7. Gastric lymphoma:
-Staging: CT C/A/P with IV and PO contrast to look for other tumor, biopsy enlarged nodes, check waldeyer's ring.
-If it's MALToma, eradicate H.Pylori usually cures it.
-If it's stage I or II, surgery, III or IV, chemoradiation.
8. GB: 
-Asymptomatic gallstones: <10% of patients will develop symptoms requiring surgery over 5 years, no surgery unless they are high risk (immunocompromised and can't tolerate sepsis, people with porcelain GB or stones > 3cm since they are assoc with GB cancer development)
-RUQ pain, no fever, doesn't look toxic, mild leukocytosis (<15), mild jaundice: likely biliary colic, schedule surgery. NO antibiotics.
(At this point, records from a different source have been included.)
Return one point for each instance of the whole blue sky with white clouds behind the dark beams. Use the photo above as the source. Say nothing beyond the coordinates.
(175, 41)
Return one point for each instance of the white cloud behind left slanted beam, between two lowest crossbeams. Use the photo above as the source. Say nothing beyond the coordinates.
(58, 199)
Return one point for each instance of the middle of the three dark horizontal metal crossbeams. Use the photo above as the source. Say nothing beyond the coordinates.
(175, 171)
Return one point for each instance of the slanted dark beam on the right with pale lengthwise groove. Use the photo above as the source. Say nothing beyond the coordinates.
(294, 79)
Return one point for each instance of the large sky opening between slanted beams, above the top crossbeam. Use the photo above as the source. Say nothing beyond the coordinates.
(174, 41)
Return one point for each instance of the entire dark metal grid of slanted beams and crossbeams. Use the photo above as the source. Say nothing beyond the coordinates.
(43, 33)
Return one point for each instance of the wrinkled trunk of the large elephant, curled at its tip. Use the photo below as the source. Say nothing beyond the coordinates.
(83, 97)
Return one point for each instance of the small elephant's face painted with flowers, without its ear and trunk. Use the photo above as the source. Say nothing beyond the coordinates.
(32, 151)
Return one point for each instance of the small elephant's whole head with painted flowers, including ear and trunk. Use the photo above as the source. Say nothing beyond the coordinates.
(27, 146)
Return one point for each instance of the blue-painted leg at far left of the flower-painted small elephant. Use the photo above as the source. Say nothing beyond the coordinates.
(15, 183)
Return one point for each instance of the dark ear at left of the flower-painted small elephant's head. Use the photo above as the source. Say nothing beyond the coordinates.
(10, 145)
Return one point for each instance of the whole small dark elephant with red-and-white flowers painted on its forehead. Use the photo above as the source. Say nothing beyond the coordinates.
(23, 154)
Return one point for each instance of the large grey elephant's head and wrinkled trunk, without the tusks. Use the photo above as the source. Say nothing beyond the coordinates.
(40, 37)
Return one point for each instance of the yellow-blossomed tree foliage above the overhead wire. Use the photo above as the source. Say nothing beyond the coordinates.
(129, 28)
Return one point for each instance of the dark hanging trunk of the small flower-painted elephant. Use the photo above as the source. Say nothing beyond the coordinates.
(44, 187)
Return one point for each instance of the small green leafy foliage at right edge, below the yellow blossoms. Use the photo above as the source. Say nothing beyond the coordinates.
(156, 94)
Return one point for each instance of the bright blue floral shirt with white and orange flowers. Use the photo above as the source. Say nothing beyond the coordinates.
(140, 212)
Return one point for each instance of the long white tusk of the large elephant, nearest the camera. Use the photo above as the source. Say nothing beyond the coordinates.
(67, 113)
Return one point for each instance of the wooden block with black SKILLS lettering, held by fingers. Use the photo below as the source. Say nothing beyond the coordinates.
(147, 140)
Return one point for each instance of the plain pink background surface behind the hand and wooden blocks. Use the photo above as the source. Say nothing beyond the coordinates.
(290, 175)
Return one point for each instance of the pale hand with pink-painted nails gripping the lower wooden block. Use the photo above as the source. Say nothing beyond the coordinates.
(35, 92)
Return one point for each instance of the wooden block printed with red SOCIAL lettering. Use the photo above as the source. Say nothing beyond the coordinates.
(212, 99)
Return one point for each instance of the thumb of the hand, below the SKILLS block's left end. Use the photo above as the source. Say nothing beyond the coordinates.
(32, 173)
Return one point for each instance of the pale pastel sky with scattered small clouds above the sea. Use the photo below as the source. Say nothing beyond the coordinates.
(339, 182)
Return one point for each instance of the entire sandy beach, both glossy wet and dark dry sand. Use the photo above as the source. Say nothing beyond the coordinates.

-RUQ pain, fever, thickened GB wall and stones: acute cholecystitis. Usually GNR and anaerobes (e.coli, enterobacter, kelb, enterococcus), treat with 2nd gen cephalosporins with anaerobic coverage (cefotetan, cefoxime). IVF, NPO, NG tube if they are vomiting or nauseous. Lap chole within 2-3 days.
-RUQ pain, fever, stones + elevated LFTs and very elevated bili: probably CBD stone. See other post for determining risk of CBD stone (in brief: Tbili>4 or seeing a stone in CBD on u/s: ERCP for stone removal; if the CBD > 6mm and Tbili 2-3, MRCP then ERCP if its positive). If there's a stone, ERCP then lap chole, or lap chole with intraop cholangiogram.
-GB cancer: open chole + wide resection of liver, with 2-3 cm margins around GB.
-Polyp: excise if >2cm in size because of 7-10% risk of developing adenocarcinoma.
-Porcelain GB: 50% risk of developing adenocarcinoma.
9. Hepatic masses:
-cyst with no internal echoes: simple cyst, leave it alone or if there are symptoms, drain and inject w sclerosing agent
-cyst with internal echoes: likely echinococcal cyst, inject w sclerosing agent
-cyst + signs of systemic infection: bacterial/amebic abscess. Serologies to r/o amebic abscess. Drain bact abscess + abx, flagyl for amebic abscess.
-hepatic adenoma: assoc with OCP use, resect if it's big because there's a greater chance of rupture (esp during pregnancy)
-solid mass: r/o hemangioma (w tagged RBC scan), then biopsy. Check afp, cea.
10. Resectable HCC:
-1 cm  margins attainable
-not invading vessels
-<5cm in size
-solitary
-noncirrhotic liver
-NO METS (look at hepatic hilar nodes, celiac nodes, diaphragm, local structures). CT C/A/P to look for mets.